Before the war started, the government had promised Home Rule to Ireland. This meant that although Ireland would still remain within the United Kingdom, it would have much more independence and would have its own parliament and would be able to pass its own laws about things that had to do with
everyday
life in Ireland, while the government in London would still pass the laws that had to do with Ireland in relation to the outside world. Another thing the government had promised was votes for women.
Some Irish people didn’t think Home Rule was enough. These people were nationalists and they wanted complete
independence
from Britain. Other people, who were unionists, mainly Protestants in the northern part of the country, didn’t want Home Rule at all. They wanted to stay as part of the United Kingdom and to have no parliament in Dublin. But most people were happy enough with the idea of Home Rule.
Then the war came, and Home Rule was put aside for the moment. Some of the people who were in favour of Home Rule began to think they would never get it, and some nationalists, who thought Home Rule was not enough in any case, were quite sure that Home Rule wasn’t ever going to happen, because they saw how powerful the unionists were in the London parliament. These people decided that the only way to get independence was to fight for it, and so they started to prepare for armed rebellion.
There were various private armies in Ireland at the time. The
unionists had the Ulster Volunteers, who were prepared to fight to make sure that Ireland stayed part of the United Kingdom, and the nationalists had the Irish Volunteers, who were prepared to fight to make sure that Ireland did break away from the United Kingdom. The Citizen Army was another, smaller army,
consisting
mainly of trade unionists, which was preparing for an industrial insurrection. The Citizen Army, led by James Connolly and Countess Constance Markievicz, joined up with the Irish
Volunteers
, and together they planned a Rising for Easter Sunday, 1916.
Eoin (John) MacNeill, who was the commander of the Irish Volunteers, was not too keen on the idea of an armed
insurrection
at that time, but he did in the end agree to the Rising when he heard that the Germans were sending arms to help the Irish. The Germans sent the arms, but they were caught as they came to harbour, and MacNeill decided that the Rising would fail and should be cancelled.
So he put a notice in the paper for Easter Sunday, cancelling the Rising. The other leaders of the Rising decided to go ahead anyway, without MacNeill, and so they did. They held the Rising on Easter Monday, one day late. The Volunteers, led by Patrick Pearse, Thomas Clarke and others, took over the General Post Office in the centre of Dublin and proclaimed the Irish Republic from the front of this building, and flew the Irish tricolour flag.
On the same day that the Rising was happening in Dublin, hundreds of other Irishmen were gassed in northern France, in the war.

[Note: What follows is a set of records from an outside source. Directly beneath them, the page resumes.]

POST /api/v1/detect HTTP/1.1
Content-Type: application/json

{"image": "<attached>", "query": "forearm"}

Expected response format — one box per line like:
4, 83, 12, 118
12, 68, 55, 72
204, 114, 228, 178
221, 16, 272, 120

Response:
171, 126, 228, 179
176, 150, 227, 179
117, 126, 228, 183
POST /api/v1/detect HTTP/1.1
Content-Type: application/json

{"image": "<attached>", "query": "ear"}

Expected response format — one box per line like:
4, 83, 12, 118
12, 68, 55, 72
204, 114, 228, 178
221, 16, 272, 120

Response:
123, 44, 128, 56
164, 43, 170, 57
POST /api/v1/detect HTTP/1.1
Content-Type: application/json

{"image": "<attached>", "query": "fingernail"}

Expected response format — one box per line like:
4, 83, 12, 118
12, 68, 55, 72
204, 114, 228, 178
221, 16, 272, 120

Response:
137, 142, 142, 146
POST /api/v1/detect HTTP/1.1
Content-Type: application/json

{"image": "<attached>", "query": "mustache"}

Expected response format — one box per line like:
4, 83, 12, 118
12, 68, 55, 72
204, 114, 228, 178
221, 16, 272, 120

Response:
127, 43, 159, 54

The Rising lasted only a week, and in the end the Volunteers surrendered, mainly because they knew they couldn’t win against the mighty British army, and they wanted to prevent more violence and bloodshed. The people mostly thought they were mad, and Dubliners jeered at the Volunteers as they were arrested and marched off through the streets to be deported to prison camps in England for their rebellion.
But shortly after the Rising, the leaders were executed by the British – sixteen of them in the space of a few weeks. The
executions
made the people feel sorry for the rebels, and more people started to support them than had supported them at the time of the Rising.

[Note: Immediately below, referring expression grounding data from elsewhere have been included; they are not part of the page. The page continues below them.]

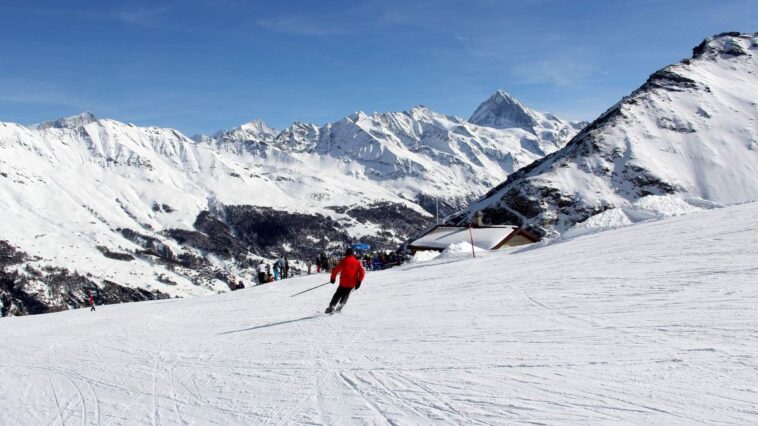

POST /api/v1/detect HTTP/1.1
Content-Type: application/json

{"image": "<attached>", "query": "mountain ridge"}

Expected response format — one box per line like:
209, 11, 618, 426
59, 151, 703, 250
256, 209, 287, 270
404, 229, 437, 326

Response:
0, 91, 582, 315
453, 32, 758, 236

After the war, Irish women were granted the vote, long before women in Britain. Within a few years of the end of World War I, Ireland had another armed rebellion, known as the War of
Independence
, followed by a civil war. Eventually, Ireland – or at least most of it – won its independence from Britain and is now a republic. A small part of the country, in the northeast, remained part of the United Kingdom. It is known as Northern Ireland.